Quest’ultimo è stato il vincitore del Tour du Ruanda 2020. Quest’anno la vittoria finale, ma anche dell’ultima tappa, è arrisa allo spagnolo Cristian Martin Rodriguez, 26 anni, del Team Total Direct Energie. Si tratta della prima volta di un iberico (e quindi di un europeo), a conquistare la maglia gialla del primato in classifica dal 2008, da quando, cioè, la gara da corsa regionale è entrata, 20 anni dopo la nascita, a far parte del calendario internazionale (sia pure non del massimo livello).
A lasciare il segno nella competizione però sono stati gli atleti francesi, che non andavano a segno da 10 anni: sono stati i trionfatori in 5 tappe su 8 (ben tre Alain Boileau, una Valentin Ferron, una Pierre Rolland). Un po’ di gloria anche per l’unica squadra italiana presente, l’Androni Giocattoli – Sidermec: l’8 maggio, quasi in contemporanea con la cronometro di Torino che segnava l’esordio del giro d’Italia, a Kigali, sempre a cronometro, dominava il colombiano Jhonatan Valencia Restrepo, 26 anni. Restrepo ha fatto il bis dello scorso anno. Si vede che il Rwanda gli porta bene: è la sua quinta vittoria da queste parti eguagliando per numero di successi il professionista locale, Valens Ndayisenga e l’eritreo Eyob Metkel.

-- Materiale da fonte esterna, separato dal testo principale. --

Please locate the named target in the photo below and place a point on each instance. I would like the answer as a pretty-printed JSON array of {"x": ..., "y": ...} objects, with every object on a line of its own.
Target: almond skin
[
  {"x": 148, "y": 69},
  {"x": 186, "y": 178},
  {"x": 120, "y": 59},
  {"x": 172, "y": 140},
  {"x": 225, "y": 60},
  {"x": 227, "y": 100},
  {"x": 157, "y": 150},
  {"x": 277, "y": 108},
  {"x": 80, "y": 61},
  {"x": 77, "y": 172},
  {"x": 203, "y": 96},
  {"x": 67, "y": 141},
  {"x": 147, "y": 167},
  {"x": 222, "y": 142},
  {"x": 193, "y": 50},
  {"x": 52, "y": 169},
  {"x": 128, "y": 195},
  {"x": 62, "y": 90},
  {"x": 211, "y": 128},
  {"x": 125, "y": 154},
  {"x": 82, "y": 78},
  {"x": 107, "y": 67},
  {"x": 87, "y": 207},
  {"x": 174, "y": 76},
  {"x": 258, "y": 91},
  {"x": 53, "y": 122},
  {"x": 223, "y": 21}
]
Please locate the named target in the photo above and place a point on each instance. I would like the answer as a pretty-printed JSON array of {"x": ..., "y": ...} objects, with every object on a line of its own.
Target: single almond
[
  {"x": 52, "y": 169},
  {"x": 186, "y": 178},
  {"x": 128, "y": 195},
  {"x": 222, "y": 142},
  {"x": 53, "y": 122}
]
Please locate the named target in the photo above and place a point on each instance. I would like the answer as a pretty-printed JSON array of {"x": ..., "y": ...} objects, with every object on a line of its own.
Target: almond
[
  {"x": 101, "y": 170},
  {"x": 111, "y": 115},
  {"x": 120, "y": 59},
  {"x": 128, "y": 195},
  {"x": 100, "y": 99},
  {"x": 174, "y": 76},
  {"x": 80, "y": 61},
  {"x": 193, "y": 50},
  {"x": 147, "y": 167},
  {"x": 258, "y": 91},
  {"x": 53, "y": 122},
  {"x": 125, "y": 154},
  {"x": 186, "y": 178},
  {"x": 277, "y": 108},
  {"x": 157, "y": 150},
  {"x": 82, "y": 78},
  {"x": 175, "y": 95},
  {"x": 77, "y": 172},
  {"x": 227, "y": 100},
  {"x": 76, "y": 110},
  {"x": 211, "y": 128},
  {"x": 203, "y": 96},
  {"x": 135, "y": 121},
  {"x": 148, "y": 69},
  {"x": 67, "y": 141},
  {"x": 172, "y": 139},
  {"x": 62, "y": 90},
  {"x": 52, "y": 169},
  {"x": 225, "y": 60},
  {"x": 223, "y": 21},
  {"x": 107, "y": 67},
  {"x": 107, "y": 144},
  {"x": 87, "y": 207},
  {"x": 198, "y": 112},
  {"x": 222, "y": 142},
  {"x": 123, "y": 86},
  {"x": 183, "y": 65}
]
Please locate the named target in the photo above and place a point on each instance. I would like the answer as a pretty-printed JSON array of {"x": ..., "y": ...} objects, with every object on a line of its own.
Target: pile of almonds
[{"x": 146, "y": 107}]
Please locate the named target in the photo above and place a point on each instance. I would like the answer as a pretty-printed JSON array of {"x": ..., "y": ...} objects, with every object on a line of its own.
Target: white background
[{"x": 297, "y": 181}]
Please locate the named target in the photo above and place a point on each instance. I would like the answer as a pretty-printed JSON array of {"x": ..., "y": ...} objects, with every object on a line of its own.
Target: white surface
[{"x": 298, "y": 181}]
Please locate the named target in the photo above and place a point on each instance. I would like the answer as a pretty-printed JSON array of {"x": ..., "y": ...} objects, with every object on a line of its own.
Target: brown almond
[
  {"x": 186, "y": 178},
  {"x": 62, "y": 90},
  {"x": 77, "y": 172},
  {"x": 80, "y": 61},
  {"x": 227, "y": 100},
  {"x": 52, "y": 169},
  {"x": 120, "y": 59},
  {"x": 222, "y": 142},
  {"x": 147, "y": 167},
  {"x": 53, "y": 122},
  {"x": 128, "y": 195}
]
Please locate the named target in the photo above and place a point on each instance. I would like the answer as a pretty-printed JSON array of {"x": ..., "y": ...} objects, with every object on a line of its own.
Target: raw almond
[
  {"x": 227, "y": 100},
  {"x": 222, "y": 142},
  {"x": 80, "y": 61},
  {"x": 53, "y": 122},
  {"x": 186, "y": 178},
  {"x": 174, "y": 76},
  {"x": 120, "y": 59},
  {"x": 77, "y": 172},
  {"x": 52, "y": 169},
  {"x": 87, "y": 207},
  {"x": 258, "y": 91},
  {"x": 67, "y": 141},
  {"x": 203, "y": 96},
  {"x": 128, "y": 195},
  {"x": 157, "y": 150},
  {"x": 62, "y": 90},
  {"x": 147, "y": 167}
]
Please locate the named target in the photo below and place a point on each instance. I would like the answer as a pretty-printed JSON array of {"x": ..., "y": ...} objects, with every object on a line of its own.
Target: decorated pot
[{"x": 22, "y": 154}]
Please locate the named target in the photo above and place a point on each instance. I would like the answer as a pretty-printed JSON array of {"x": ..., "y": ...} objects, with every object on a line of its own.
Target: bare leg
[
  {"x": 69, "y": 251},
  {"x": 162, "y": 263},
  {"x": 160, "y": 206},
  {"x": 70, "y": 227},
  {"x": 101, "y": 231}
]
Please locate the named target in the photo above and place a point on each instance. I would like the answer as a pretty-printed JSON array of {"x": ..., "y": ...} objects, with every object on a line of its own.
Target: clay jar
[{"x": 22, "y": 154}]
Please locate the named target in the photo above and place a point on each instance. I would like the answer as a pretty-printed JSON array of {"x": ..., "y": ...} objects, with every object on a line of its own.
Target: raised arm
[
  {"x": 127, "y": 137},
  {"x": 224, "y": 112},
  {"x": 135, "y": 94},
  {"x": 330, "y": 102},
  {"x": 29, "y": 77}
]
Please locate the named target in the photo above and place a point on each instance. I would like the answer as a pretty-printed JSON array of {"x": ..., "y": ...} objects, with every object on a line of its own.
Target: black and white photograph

Il Tour du Ruanda 2021 si sarebbe dovuto svolgere in febbraio. A causa della pandemia da Covid 19, è stato posposto a maggio. E questo lo ha penalizzato. Non tanto per il pubblico, che ha seguito con la mascherina e con passione immutata anche se con certe restrizioni, soprattutto alla partenza e alla conclusione. E neppure per i ciclisti e i loro team che pure sono stati costretti a vivere in una bolla e a sottoporsi al test anticovid. E’ mancata la risonanza internazionale che avrebbe meritato, sia per la contemporaneità con diverse corse europee di primo piano, sia per il tipico vezzo eurocentrico di non andare al di là della propria… ruota. La conferma che l’Africa resta troppo spesso il continente dimenticato.